La Golden Power è una norma da tempo presente all’interno del nostro ordinamento, e recentemente tornata alla ribalta come strumento “difensivo” che il governo vorrebbe adottare per poter difendere le aziende italiane quotate in Borsa dagli attacchi internazionali e, sostanzialmente, dal rischio che possano essere depredate da operatori stranieri.
Cerchiamo allora di comprendere più nel dettaglio cos’è e come funziona la Golden Power, e in che modo l’esecutivo intende esercitarla per poter tutelare gli interessi nazionali.
Cos’è la Golden Power
La Golden Power è un diritto di veto – già riconosciuto nel nostro ordinamento – che spetta al governo italiano nell’ipotesi di operazioni di acquisizione di quote azionari di aziende strategiche per l’economia nazionale.

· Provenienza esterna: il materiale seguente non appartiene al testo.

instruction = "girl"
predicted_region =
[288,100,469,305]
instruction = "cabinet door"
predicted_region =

La novità determinata dal recente intervento dell’esecutivo non è dunque legato all’esistenza “tecnica” di tale previsione, bensì alla possibilità di ampliare l’intervento della Golden Power a più settori. Mentre prima questa clausola era esercitabile solo per pochi settori, come quelli legati alla difesa, all’energia, ai trasporti e alle comunicazioni, oggi sarà possibile esercitare la Golden Power anche nei confronti di aziende che operano nei settori delle assicurazioni, del credito, della finanza, dell’acqua, della salute e della sicurezza informatica.
Come funziona la Golden Power
Come abbiamo già rammentato qualche riga fa, l’obiettivo della Golden Power è quello di fornire un pronto supporto a quelle aziende italiane operante nei settori meritevoli di tutela, che sono a rischio di “scalata ostile” dall’estero, intendendo per tale anche un operatore del mercato unico europeo. Nell’ipotesi di questi tentativi, infatti, il governo potrà esercitare i propri opponendosi alle operazioni speculative sulle società target, sia andando a negare il compimento della transazione, sia cercando di concordare delle condizioni che dovranno essere rispettate per poter formalizzare la transazione stessa.
Nel far ciò il governo ha ampio margine di manovra, ma dovrà pur sempre seguire il criterio dell’interesse generale. Pertanto, se l’acquirente dall’estero è un’impresa che con le sue azioni potrebbe generare un pregiudizio per la comunità, allora il governo potrà intervenire per bloccarla nel rispetto della normativa europea per la concorrenza.